やがて、印刷技術の発達や、宣伝広告の方向性の変化に伴ってその数が激減し、現在では手描きの映画看板を見る事は皆無となりました。数年前に映画「ALWAYS三丁目の夕日」の影響もあり昭和ノスタルジーなブームが盛り上がっていた頃に、昭和の面影として注目される場面もありましたし、映画看板で街興しに取り組んでいる地域もあります。

しかし、その手描きの映画看板を今も見る事ができる機会がありました。大阪の新世界国際劇場と天六ホクテン・ユウラク座です。新世界は大阪市浪速区にある通天閣のある場所ですね。天六天神橋筋六丁目、日本一長い商店街と呼ばれる天神橋筋商店街の最北端にあります。
以前、私は新世界に近い所に勤務していた時があり、昼飯や夜の晩酌には、よく新世界に行っていました。独特の雰囲気がある街で、私は1年と数ヶ月を過ごしました。この新世界での経験は私にとって凄い価値あるものとなりました。
写真が趣味な私なので、よく新世界の風景を撮影していましたけど、そこで気になって継続的に撮影していたのが新世界国際劇場の映画看板でした。
2006年秋から撮り始めて、2009年春まで継続して撮影していましたが、市大に入って多忙さ故に撮影できない日々が続いていました。いよいよ態勢を整えて再び…という時に、看板職人の引退を知りました。
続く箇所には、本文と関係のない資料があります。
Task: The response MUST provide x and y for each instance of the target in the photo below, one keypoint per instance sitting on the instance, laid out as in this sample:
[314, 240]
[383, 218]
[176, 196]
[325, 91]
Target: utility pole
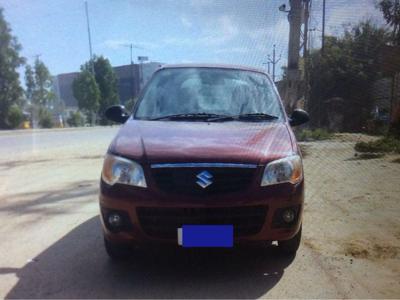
[89, 37]
[268, 66]
[295, 17]
[273, 61]
[131, 46]
[323, 26]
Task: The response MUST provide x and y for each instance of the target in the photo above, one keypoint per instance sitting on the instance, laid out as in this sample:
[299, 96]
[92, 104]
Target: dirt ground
[51, 243]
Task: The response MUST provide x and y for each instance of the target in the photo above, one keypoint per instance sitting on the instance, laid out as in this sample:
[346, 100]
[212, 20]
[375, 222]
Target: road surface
[51, 242]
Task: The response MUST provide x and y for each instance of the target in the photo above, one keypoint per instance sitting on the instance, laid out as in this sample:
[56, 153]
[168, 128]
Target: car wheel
[117, 251]
[291, 246]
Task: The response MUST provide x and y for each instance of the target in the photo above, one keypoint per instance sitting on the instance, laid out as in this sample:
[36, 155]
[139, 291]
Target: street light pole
[323, 26]
[89, 37]
[273, 61]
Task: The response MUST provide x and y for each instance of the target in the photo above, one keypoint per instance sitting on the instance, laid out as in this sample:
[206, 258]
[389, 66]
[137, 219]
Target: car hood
[177, 141]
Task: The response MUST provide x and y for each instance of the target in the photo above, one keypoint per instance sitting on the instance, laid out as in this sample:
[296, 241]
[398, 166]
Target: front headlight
[121, 170]
[288, 169]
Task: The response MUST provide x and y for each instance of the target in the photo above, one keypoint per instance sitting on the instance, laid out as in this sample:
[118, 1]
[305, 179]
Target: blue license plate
[205, 236]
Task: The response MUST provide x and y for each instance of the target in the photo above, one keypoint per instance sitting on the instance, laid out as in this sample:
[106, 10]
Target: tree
[10, 89]
[87, 93]
[391, 13]
[42, 95]
[107, 82]
[346, 70]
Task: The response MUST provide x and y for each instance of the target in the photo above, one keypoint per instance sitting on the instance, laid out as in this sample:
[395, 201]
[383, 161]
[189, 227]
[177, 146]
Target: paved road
[51, 245]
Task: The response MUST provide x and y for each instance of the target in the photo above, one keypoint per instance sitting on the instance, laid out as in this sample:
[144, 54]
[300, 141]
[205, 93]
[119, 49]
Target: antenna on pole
[89, 37]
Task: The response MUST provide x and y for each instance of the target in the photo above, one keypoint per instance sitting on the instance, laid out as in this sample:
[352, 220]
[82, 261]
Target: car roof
[216, 66]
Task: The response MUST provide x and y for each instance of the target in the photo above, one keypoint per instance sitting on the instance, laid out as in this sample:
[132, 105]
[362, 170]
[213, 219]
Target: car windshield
[208, 91]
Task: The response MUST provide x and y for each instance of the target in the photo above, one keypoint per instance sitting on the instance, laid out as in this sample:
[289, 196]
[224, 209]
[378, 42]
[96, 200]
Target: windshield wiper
[188, 116]
[250, 116]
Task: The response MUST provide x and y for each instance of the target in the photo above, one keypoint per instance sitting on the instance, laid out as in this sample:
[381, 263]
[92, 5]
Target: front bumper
[132, 202]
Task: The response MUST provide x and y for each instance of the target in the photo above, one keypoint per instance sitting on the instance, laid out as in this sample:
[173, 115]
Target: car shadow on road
[77, 266]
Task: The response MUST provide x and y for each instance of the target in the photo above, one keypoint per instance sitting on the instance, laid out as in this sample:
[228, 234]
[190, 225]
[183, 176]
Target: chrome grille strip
[203, 165]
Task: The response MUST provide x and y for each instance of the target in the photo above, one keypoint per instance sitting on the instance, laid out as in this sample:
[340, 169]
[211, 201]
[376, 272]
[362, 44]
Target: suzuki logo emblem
[204, 179]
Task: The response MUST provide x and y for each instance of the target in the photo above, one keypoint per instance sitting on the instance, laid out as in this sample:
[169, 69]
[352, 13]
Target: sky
[168, 31]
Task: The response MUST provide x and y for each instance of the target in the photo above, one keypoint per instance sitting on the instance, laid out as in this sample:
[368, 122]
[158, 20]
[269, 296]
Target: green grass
[382, 145]
[318, 134]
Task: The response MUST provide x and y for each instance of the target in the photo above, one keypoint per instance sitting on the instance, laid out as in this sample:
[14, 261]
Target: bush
[318, 134]
[384, 145]
[76, 119]
[46, 119]
[15, 116]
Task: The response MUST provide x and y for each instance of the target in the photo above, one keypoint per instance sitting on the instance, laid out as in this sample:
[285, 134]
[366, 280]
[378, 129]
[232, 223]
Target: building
[130, 80]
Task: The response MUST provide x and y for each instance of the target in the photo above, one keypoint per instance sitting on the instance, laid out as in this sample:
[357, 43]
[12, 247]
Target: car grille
[183, 180]
[163, 222]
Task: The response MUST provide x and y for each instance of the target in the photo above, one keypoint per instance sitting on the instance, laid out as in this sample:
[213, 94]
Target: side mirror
[117, 113]
[299, 117]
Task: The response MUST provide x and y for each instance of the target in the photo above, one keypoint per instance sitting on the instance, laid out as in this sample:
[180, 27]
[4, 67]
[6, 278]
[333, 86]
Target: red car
[207, 158]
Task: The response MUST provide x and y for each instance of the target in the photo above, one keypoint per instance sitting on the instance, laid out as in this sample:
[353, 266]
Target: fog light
[114, 220]
[288, 215]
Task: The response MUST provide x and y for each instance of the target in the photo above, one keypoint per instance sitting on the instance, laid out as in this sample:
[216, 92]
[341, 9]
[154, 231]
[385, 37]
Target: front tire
[291, 246]
[117, 251]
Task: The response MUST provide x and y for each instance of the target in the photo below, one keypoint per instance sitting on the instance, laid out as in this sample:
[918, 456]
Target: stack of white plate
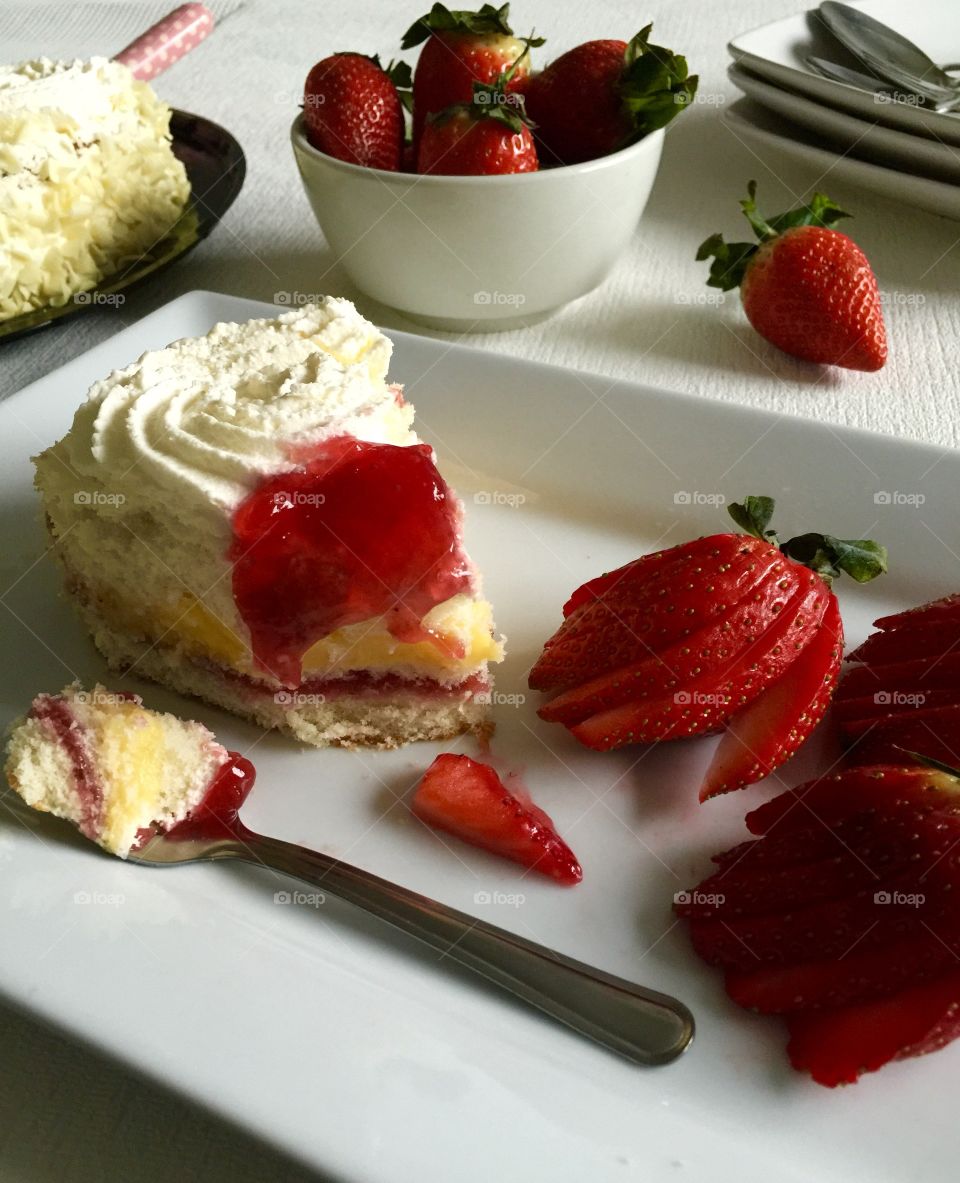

この事を知りえたのは、私が継続的に看板を記録していることを密かに応援してくださってた方から頂いたものなのですが、例の看板職人さん自身も、私が記録に残していることに興味をもたれていたようで、その事は私にとっても嬉しいものでありました。

大阪で、もしかすると日本で最後の映画看板職人の仕事ぶりが、もう見れなくなるのは残念です。今週の看板架け替えが最後となるそうです。